Mesial temporal sclerosis. A clinicopathologic study of 27 patients, including 5 with coexistent cortical dysplasia.

Abstract

OBJECTIVE Mesial temporal sclerosis (MTS) is a fairly well-recognized cause of intractable epilepsy. Its coexistence with cortical dysplasia is less commonly described. Herein, we describe the clinical and pathologic features of MTS, including cases in which cortical dysplasia was also identified. DESIGN Retrospective surgical series of 27 patients. SETTING Tertiary referral center with a high volume of epilepsy surgery. PATIENTS Patients with medically intractable epilepsy who underwent hippocampal resections and in whom an unequivocal histologic diagnosis of MTS could be made. RESULTS The patients studied included 18 males and 9 females ranging in age from 15 to 48 years (mean 32 years). Mesial temporal sclerosis was characterized by severe neuronal loss accompanied by gliosis occurring in the CA1/prosubiculum (27 patients, 100%), focally in the dentate gyrus (12 patients, 44%), and in the CA4 region (11 patients, 41%). Five patients (24%) had coexistent cortical dysplasia with increased molecular layer neurons (five patients), gyral fusion (two patients), diffuse architectural disorganization of the cortex (one patient), and clusters of atypical neurons and glial cells within the cortex (one patient).
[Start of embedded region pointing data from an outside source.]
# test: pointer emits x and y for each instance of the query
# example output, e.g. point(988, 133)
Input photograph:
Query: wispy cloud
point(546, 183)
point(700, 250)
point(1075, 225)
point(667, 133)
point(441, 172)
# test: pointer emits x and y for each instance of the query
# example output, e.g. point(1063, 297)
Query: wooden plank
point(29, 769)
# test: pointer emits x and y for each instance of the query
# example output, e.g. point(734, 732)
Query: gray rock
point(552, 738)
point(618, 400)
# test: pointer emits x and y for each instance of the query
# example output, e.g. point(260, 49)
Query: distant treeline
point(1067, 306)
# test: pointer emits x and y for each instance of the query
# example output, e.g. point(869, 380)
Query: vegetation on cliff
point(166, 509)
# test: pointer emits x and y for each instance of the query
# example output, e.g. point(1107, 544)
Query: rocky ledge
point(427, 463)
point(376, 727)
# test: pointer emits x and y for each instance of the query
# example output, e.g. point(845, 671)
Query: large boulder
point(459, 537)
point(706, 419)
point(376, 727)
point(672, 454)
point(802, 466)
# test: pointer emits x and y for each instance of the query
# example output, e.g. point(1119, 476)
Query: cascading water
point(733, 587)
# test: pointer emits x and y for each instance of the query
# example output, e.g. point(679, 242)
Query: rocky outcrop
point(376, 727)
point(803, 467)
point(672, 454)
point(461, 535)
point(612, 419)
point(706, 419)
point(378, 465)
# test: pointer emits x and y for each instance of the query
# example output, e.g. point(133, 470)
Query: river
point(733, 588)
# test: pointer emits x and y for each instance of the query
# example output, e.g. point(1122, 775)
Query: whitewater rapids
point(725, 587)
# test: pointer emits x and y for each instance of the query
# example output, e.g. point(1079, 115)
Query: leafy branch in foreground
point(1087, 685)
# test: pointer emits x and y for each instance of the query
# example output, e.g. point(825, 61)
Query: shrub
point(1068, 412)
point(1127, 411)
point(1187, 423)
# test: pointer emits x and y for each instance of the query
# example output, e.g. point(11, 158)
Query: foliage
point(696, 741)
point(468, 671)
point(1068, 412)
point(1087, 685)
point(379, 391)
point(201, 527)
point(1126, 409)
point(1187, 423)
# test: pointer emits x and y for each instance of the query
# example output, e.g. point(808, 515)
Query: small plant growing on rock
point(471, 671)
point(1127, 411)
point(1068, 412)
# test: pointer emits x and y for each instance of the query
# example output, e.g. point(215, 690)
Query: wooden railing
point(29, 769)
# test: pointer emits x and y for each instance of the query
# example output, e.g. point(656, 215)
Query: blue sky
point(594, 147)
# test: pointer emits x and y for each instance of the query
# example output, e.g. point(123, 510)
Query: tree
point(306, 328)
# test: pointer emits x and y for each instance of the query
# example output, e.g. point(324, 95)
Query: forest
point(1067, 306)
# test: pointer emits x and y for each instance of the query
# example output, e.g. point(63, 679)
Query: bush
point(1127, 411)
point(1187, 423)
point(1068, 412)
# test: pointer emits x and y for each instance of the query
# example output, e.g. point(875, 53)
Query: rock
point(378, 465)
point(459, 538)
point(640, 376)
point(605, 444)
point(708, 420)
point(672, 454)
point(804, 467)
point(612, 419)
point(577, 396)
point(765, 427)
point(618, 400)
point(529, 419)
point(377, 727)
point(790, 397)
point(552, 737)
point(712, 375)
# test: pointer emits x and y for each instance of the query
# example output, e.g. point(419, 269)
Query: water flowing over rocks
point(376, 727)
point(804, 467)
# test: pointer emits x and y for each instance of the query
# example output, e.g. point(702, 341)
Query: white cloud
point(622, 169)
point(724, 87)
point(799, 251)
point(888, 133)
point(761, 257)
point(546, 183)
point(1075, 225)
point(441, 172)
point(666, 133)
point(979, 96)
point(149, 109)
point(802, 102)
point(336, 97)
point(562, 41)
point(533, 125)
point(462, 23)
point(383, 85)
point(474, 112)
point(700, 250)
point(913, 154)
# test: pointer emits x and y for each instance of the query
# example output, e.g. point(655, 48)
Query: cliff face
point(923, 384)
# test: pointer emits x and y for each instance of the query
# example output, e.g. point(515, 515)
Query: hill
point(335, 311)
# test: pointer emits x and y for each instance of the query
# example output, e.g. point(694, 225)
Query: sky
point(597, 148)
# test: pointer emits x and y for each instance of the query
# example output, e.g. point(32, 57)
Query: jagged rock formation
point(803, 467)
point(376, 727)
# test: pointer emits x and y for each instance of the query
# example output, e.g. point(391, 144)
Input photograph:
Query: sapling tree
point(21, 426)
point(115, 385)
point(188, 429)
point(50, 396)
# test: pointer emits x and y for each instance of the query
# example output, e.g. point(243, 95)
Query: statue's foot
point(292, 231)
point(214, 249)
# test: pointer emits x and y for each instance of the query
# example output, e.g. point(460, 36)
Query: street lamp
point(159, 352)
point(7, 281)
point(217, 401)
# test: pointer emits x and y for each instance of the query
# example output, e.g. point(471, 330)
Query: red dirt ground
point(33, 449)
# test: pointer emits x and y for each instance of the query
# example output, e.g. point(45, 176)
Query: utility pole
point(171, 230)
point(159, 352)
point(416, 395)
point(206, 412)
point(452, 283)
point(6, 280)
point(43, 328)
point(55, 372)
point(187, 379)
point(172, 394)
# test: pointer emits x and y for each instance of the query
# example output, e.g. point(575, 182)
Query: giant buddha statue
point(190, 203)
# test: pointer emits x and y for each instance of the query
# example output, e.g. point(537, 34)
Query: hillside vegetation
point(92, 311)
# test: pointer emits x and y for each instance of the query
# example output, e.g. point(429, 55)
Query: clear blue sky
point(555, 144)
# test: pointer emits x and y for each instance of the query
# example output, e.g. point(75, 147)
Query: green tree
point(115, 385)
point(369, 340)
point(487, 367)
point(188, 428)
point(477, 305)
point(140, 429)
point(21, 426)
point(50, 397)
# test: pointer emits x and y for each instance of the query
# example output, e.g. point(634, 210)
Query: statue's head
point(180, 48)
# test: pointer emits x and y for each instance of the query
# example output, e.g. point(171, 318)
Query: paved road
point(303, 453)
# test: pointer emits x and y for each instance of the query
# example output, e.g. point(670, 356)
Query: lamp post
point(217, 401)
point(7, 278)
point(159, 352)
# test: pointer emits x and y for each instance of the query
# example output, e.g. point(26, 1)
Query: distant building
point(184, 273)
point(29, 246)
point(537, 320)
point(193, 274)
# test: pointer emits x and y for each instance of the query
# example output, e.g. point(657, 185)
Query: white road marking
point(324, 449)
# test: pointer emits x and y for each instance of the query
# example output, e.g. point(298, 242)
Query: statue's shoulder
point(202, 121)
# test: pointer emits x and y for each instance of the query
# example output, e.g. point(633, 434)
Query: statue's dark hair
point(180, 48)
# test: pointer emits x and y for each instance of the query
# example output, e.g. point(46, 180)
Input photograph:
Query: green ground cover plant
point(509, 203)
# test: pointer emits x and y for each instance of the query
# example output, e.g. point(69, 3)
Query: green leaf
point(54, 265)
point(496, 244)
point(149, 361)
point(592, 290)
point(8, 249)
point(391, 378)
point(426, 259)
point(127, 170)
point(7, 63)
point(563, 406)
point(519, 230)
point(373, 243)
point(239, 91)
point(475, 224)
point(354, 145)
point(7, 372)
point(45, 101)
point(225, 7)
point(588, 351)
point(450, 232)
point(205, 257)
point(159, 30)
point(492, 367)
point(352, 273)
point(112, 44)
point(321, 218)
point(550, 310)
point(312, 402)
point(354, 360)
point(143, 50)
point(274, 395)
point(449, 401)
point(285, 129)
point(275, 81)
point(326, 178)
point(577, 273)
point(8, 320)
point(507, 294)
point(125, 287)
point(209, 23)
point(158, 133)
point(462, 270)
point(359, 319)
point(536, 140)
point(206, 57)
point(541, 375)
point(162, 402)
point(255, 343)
Twenty-five (93%) of the 27 patients had white matter neuronal heterotopia. Follow-up data were available for each patient (mean 23 months). Twenty-two of the patients are free of seizures postoperatively, including all five with coexistent cortical dysplasia; the five remaining patients have fewer seizures. There appeared to be no difference clinically between patients with MTS and no dysplasia and those with coexistent cortical dysplasia. CONCLUSION We conclude that (1) MTS most severely involves the CA1/prosubiculum and CA4 regions of the hippocampus (the dentate gyrus may also be focally severely involved); (2) MTS and cortical dysplasia do occasionally exist; and (3) surgical outcome for MTS appears to be independent of coexistent cortical dysplasia.